Hesabım
    Yüksek Risk
    BEYAZPERDE ELEŞTİRİSİ
    4,0
    Çok İyi
    Yüksek Risk

    Sert erkeklerin iç dünyası!

    Yazar: Ali Ulvi Uyanık

    Çalıştığı mavna sahibinin karısını ayartan genç bir serserinin hikayesini anlattığı “Tutku Nehri" (Young Adam), yasak aşkın trajik sonuçlarıyla izleyeni sarstığı “Asylum", Los Angeles'ın gözdesiyken aslında kim olduğu yüzüne çarpılan jigoloyu duvara toslattığı "Çapkın"(Spread), salgın hastalıkla insanların duyuları yok olurken bir kadınla erkeğin aşkını inadına yaşattığı "Yeryüzündeki Son Aşk"(Perfect Sense),  sıkı İngiliz yönetmen David Mackenzie'nin sekiz uzun metrajlı filminden dördü. O, birbirinden farklı kentlerde ve zamanlarda, benzer olmayan öykülerin peşinde. Ancak neredeyse bir ortak tema dikkati çekiyor: Şefkat ihtiyacı! Gücümüz, sınıfımız, cinsiyetimiz, ırkımız ne olursa olsun, tutkulu bir temas, kalbinizi ısıtacak bir sevgi, aşk...Asıl özlemimiz! Bu, en sert erkeklerin bir arada olduğu sınırları çizilmiş bir alanda da böyle! "Yüksek Risk"(Starred Up) filminden bahsediyorum. Eski cezaevi terapisti Jonathan Asser imzalı senaryo, şiddet yüklü olduğu oranda dramatik.
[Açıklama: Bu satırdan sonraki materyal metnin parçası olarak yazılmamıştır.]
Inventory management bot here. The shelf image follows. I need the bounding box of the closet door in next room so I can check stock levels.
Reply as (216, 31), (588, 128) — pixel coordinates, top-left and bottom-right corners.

    Islahevinden alınarak, cezasını çekmek üzere zorlu hapishane koşullarına bırakılan genç Eric Love (Jack O'Connell), 19 yaşına rağmen öyle azılı bir mahkumdur ki aslında, tek kişilik hücreye tıkılır. Çok kısa süre içerisinde de, hem mahkumlar, hem gardiyanlar, hem de yönetimin başına gerçek bir bela kesilir! Derdi, aynı yerde yatan ve çekinilen bir mahkum olan babası Neville'dir (Ben Mendelsohn). Eric, gönüllü terapist Oliver'ın (Rupert Friend) çabalarıyla bir ayrıksı gruba katılacak, babasıyla ilişkilerinin seyrine koşut öfkesiyle mücadele edecektir.

    David Mackenzie, öncelikle, tamamıyla suçlu erkeklerden oluşan ve zaman zaman ürperdiğiniz bu dünyanın tüm atmosferini solumanızı sağlıyor. Bu duvarların dışına aynen mahkumlar gibi, sadece avluda hava almak için çıkıyorsunuz. Tüm kavga, dayak, coplama ve benzeri sahnelerde kanlar yüzünüze sıçrıyor. Ve yüzlerine baktığınızda çekindiğiniz erkeklerin dünyasında sinsice dolaşıyorsunuz. Eric ve babası eksende olmak üzere, tüm o kaba gücün örttüğü kalplere ulaşmaya çabalıyorsunuz.

    Eric suçlu doğmadı, fakat neden ürküten bir suçlu oldu? Onun tek isteği çok basit mi aslında? Bir baba, oğluna bu denli sert olabilir mi? Ve bu denli şiddete bulaşmış bir baba - oğulun sıcaklığı soğuyabilir mi?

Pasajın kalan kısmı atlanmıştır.